Between 28 August and 8 September 2024, Paris will host the first Paralympic Summer Games to be held in France. Over 11 days of competition, 549 medal events (271 men’s, 235 women’s and 43 mixed) will be contested in the 22 sports on the Paralympic programme: athletics, badminton, wheelchair basketball, boccia, cycling, wheelchair fencing, 5-a-side football, goalball, judo, weightlifting, equestrian, swimming, canoeing, rowing, wheelchair rugby, taekwondo, table tennis, wheelchair tennis, archery, Olympic shooting, triathlon and sitting volleyball.

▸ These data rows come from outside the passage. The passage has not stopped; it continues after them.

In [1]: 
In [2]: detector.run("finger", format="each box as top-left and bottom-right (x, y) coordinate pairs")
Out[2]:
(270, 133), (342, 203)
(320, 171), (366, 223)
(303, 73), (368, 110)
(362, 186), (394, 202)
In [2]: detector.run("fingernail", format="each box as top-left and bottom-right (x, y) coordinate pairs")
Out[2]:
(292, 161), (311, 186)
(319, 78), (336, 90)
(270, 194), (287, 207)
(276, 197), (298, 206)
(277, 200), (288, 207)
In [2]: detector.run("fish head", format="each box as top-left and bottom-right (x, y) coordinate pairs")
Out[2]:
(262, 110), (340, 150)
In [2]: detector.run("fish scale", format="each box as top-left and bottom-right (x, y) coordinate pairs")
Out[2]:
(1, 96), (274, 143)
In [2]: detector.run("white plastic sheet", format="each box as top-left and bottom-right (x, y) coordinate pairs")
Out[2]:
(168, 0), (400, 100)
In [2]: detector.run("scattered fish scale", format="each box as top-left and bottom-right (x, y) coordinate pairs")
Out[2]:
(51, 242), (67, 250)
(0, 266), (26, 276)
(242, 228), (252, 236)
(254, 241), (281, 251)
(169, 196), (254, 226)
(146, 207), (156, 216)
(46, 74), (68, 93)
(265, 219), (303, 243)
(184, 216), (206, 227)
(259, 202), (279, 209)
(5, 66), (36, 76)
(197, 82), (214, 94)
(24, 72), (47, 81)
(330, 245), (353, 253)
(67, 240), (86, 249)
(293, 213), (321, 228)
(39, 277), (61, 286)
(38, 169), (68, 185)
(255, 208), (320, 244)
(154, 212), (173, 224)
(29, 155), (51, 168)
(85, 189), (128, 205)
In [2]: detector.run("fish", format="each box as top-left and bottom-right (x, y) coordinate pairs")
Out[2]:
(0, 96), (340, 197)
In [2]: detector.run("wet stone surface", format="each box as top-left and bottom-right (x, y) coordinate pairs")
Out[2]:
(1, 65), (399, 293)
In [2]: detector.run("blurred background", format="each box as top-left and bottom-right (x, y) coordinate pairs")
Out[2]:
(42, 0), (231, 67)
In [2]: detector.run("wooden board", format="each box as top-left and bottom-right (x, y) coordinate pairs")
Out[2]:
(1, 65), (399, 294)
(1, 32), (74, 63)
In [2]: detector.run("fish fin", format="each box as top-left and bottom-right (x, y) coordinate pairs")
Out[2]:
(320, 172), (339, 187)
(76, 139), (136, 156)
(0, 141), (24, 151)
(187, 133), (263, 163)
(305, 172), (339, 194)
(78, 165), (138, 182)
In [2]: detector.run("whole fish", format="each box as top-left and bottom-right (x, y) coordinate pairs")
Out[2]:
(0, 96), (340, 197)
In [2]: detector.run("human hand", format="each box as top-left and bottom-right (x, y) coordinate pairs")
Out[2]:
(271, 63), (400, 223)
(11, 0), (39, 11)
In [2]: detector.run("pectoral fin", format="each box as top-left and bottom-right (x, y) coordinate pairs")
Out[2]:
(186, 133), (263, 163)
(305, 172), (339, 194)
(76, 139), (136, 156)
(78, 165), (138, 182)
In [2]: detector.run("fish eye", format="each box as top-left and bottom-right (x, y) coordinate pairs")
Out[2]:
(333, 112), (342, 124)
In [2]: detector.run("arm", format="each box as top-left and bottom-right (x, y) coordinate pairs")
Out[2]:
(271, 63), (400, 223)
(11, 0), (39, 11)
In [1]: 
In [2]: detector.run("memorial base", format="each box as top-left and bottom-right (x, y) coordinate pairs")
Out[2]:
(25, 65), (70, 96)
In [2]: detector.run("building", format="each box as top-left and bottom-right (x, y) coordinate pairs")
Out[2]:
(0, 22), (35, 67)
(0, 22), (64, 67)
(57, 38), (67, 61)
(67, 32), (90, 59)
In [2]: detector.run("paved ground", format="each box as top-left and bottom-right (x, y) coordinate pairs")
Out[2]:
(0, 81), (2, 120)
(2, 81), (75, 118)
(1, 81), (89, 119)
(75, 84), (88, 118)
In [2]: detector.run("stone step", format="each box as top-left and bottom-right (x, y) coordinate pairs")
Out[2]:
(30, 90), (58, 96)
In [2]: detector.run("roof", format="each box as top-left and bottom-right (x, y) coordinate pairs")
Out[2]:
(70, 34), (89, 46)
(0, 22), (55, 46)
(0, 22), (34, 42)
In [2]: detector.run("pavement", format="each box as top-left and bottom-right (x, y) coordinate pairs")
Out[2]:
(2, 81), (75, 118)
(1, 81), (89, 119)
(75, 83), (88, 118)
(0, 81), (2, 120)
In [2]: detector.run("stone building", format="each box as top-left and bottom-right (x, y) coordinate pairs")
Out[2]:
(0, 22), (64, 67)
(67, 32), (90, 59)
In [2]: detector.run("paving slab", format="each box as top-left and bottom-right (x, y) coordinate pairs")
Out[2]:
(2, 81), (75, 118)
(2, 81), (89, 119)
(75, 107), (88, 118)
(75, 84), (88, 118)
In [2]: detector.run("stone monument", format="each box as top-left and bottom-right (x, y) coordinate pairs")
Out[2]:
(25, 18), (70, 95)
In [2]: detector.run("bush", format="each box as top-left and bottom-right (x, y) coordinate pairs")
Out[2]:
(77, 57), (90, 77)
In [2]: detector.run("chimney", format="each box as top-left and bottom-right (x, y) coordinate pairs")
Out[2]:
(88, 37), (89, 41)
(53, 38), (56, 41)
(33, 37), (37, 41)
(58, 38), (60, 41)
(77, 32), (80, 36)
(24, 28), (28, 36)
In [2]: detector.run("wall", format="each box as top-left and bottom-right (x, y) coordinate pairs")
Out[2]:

The 17th Paralympic Games will bring together 4,400 athletes with physical, intellectual and visual disabilities and paralysis or brain injury from 182 countries. Although the number of athletes is the same as at the Tokyo Games, there will be important changes in the distribution by sport, with the aim of increasing female participation, protecting athletes with greater disabilities and equalising quotas in team events.

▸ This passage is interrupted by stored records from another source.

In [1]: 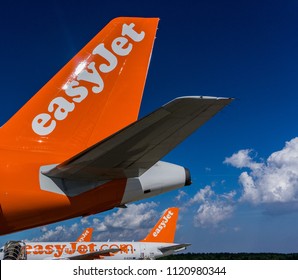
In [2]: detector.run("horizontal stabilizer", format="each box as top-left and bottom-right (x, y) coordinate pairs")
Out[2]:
(44, 96), (233, 181)
(159, 243), (191, 254)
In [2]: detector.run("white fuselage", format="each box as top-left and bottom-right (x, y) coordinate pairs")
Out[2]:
(24, 241), (178, 260)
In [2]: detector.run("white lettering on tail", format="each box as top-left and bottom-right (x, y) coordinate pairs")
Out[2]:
(32, 23), (145, 136)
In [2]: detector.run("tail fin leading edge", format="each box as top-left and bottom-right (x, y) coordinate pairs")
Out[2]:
(141, 207), (179, 243)
(2, 17), (159, 156)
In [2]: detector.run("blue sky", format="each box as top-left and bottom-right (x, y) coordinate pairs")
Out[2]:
(1, 0), (298, 253)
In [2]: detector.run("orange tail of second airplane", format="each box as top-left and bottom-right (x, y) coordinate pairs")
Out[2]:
(1, 17), (159, 157)
(141, 207), (179, 243)
(76, 228), (93, 242)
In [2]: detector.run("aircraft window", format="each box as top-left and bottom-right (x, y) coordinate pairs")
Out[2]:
(0, 248), (3, 252)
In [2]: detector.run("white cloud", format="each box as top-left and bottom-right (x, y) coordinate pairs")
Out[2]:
(220, 190), (237, 201)
(194, 201), (234, 228)
(175, 190), (187, 201)
(189, 185), (214, 204)
(31, 224), (79, 242)
(41, 226), (48, 233)
(80, 217), (89, 225)
(90, 202), (159, 241)
(189, 186), (235, 228)
(224, 149), (262, 170)
(238, 172), (260, 203)
(225, 137), (298, 204)
(31, 202), (159, 242)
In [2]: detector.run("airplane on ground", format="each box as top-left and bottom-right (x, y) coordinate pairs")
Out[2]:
(1, 207), (190, 260)
(0, 17), (232, 236)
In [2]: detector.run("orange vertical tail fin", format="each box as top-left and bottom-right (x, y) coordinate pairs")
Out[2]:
(76, 228), (93, 242)
(141, 207), (179, 243)
(2, 17), (159, 157)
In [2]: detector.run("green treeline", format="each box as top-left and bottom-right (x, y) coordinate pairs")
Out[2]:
(159, 252), (298, 260)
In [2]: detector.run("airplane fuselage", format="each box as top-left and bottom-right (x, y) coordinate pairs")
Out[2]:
(24, 241), (178, 260)
(0, 148), (187, 235)
(0, 149), (120, 234)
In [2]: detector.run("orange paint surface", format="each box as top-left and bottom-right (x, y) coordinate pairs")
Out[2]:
(141, 207), (179, 243)
(0, 17), (159, 235)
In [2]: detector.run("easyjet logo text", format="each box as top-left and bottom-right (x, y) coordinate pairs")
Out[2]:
(153, 210), (174, 237)
(77, 229), (91, 242)
(26, 242), (134, 258)
(32, 23), (145, 136)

The Paris Games will have 17 competition venues spread mainly between the city centre (nine venues) and the Saint-Dennis area in the north (three). The other five are on the outskirts or in nearby towns. Some of the French capital’s iconic monuments, such as the Eiffel Tower, the Champ de Mars, Les Invalides and the Palace of Versailles, will host Paralympic events.

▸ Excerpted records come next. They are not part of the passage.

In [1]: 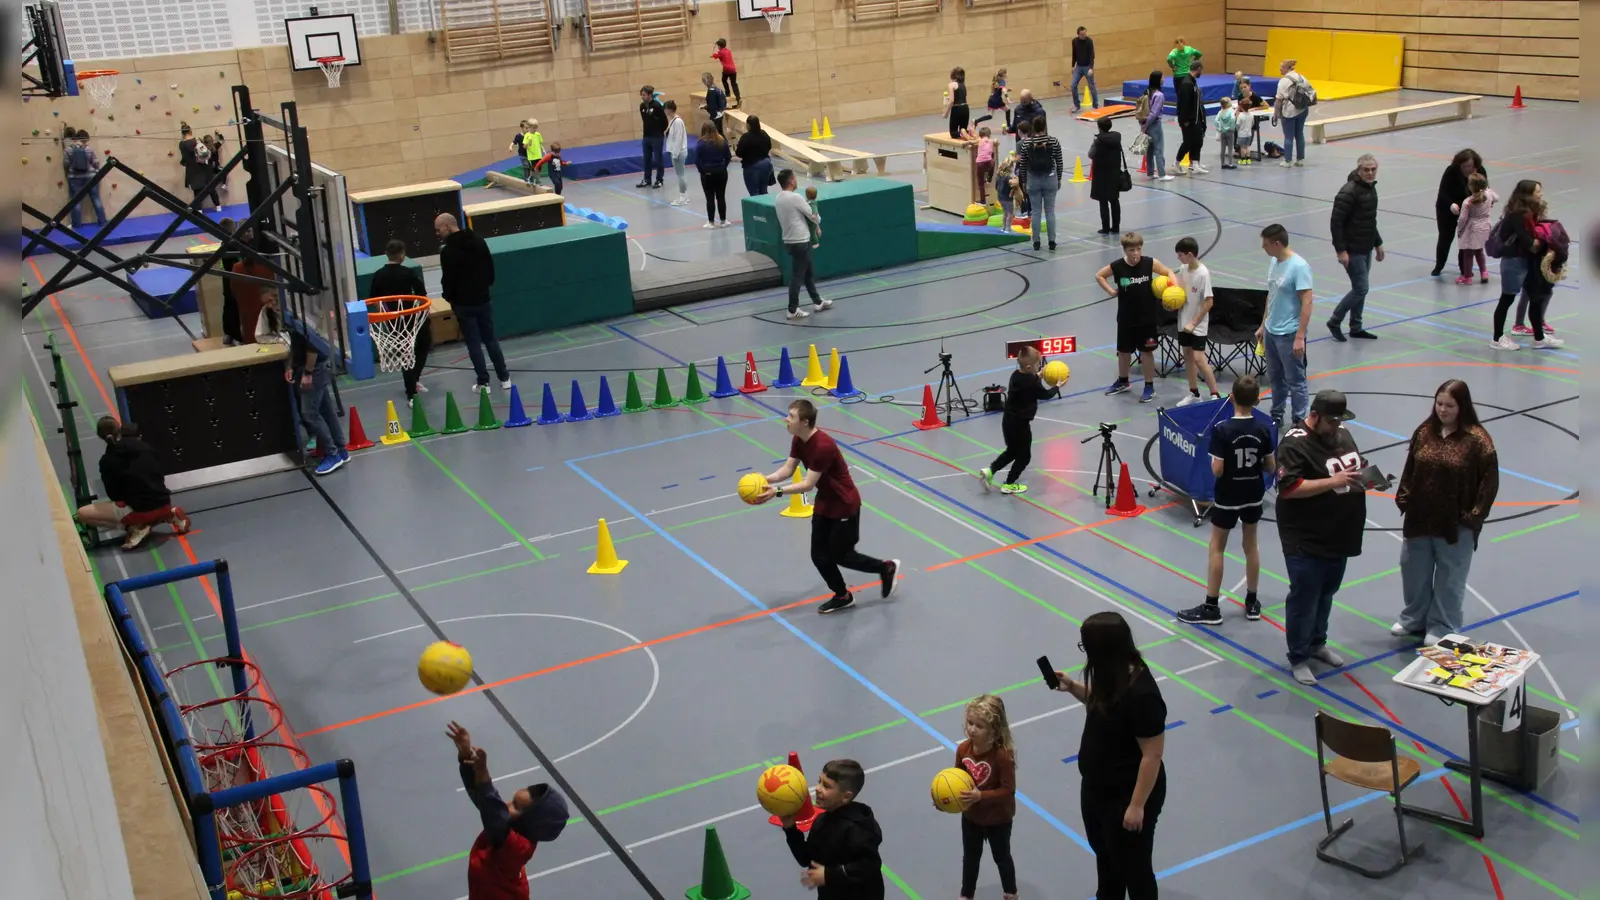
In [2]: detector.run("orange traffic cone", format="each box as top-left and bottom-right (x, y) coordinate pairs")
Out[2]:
(768, 751), (821, 831)
(739, 351), (767, 394)
(1138, 155), (1148, 174)
(346, 407), (375, 450)
(1509, 85), (1525, 109)
(911, 384), (945, 430)
(1107, 462), (1147, 518)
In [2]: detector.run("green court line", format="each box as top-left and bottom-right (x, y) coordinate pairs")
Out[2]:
(1438, 828), (1577, 899)
(1490, 514), (1579, 544)
(413, 442), (546, 559)
(882, 863), (923, 899)
(1340, 566), (1402, 589)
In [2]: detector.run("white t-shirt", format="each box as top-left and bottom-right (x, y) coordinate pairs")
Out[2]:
(1277, 72), (1309, 119)
(1174, 262), (1212, 337)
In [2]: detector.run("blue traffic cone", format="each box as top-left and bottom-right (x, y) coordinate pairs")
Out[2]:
(565, 379), (594, 422)
(710, 355), (738, 398)
(772, 347), (801, 388)
(536, 382), (563, 425)
(505, 385), (533, 427)
(830, 354), (861, 398)
(594, 375), (621, 417)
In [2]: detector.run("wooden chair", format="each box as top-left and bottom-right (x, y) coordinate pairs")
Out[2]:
(1314, 712), (1425, 878)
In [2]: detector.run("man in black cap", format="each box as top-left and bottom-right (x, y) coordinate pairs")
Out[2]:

The opening ceremony on 28 August will take place in the central Place de la Concorde, with the national delegations parading down the Champs-Elysées. The closing ceremony, scheduled for 8 September, will take place at the Stade de France athletics stadium in Saint-Denis. The other non-sporting venues will be the Paralympic Village, the Main Press Centre and the International Broadcast Centre, all located in Saint-Denis, and the Paralympic Family Hotel in the city centre.
2024 will be the first time that the Olympic and Paralympic Games will share an emblem. It is a combination of three elements: a gold medal, a flame and a representation of Marianne, the allegorical figure of a woman wearing a Phrygian cap that identifies the French Republic. The mascot will also be the same, Phryge, the little Phrygian cap who, in his Paralympic version, wears a prosthetic leg.